Our former idolisation of him means that his post-retirement career is this strange and beautiful thing that none of us can quite wrap our heads around. We try to, via thousands of jokes and tweets, but Owen eludes us with his precocious normality. There he is, living the digitally rendered life of a SIMS character, and there we are, rubbing our eyes in disbelief and trying to reconcile the past with the present.
For many, Owen's life now resembles a series of plot points pinned up on some imaginary scriptwriter's wall. Michael Owen runs over a rabbit. Michael Owen thinks Christmas is underrated. Michael Owen 'flies' a helicopter over Dubai. It's as though he's starring in his own individual version of The Truman Show, his daily mundanities beamed out to a nation who can do little but gape on in astonishment.
Indeed, Owen may as well be our 21st-century Truman. He was a man who was born on our screens and has seemingly lived many lives, right there in front of our eyes. We are in some ways invested in him, as though his fate somehow mirrors our own. We marvelled at him when he had the world at his feet, and now we feast in the most glorious ironic schadenfreude, peering down at him from our lofty position on barstools across the country.
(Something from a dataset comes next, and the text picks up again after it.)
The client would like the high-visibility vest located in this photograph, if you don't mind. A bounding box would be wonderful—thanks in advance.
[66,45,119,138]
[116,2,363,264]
Of course, the former Liverpool star doesn’t help himself by running a Twitter account that reads more like a deconstructed real-time novel charting his own demise.
Whether he posts photos of his dog engaging in oral sex or a link to his astonishingly bad whisky commercial, we get precisely the same thrill as we get from hapless missteps of Alan Partridge or Larry David. But here the squirming deliciousness of it all is ramped up by the fact that he isn’t a comic creation, but a man whose face used to gaze upon us from the posters of our bedroom walls.
This is quite a surreal sensation, and one that causes us to feel a disjuncture within ourselves, a jarring sense of disparity between the world as we typically perceive it, and the world as it really is.
We enjoy projecting our fantasies and ideals onto hero-like figures, and sportsmen represent the ideal mould onto which many can hang aspirations. However, the advent of social media means we no longer admire from afar, but have an unfiltered window into the internal monologue of our most exalted figures.
Not only that, but we can make their phone buzz whenever we want to – the equivalent of writing them a note on a piece of paper, walking up to them and placing it in their hand. This is a balance of power that we have sleepwalked into, and one that we still appear to be grappling with. It all raises one big question: what exactly is it that we want from our superstars?
Maybe we should have seen it coming...
For the British, that question is notoriously difficult to answer. We hate show-offs, but we hate bores. We hate opinionated loudmouths (*cough* Robbie Savage), but don’t get us started on wooden dullards.
Andy Murray won Wimbledon but still no one liked him, until he cried, then people saw he was human. But human can be bad, too, like when John Terry cries and we all queue up to take the piss out of him.
Maybe we just have a bizarre national complex where we somehow project our own fears and insecurities onto the faces of our national figures. It puts the power back in our hands, giving us a sense of control that we may otherwise lack in our own pallid existences. As a nation we make our heroes walk a tightrope, and like crocodiles we lie in wait for them underneath.
Ultimately, Owen doesn’t really deserve any of this – even if he doesn't help himself. He was the normal lad with an extraordinary gift, who has now simply returned to his base form. He never went off the rails, he was never at the centre of a public scandal, and in his footballing career he was never anything less than a consummate professional. He is a very normal multimillionaire, and for that we feel we must punish him.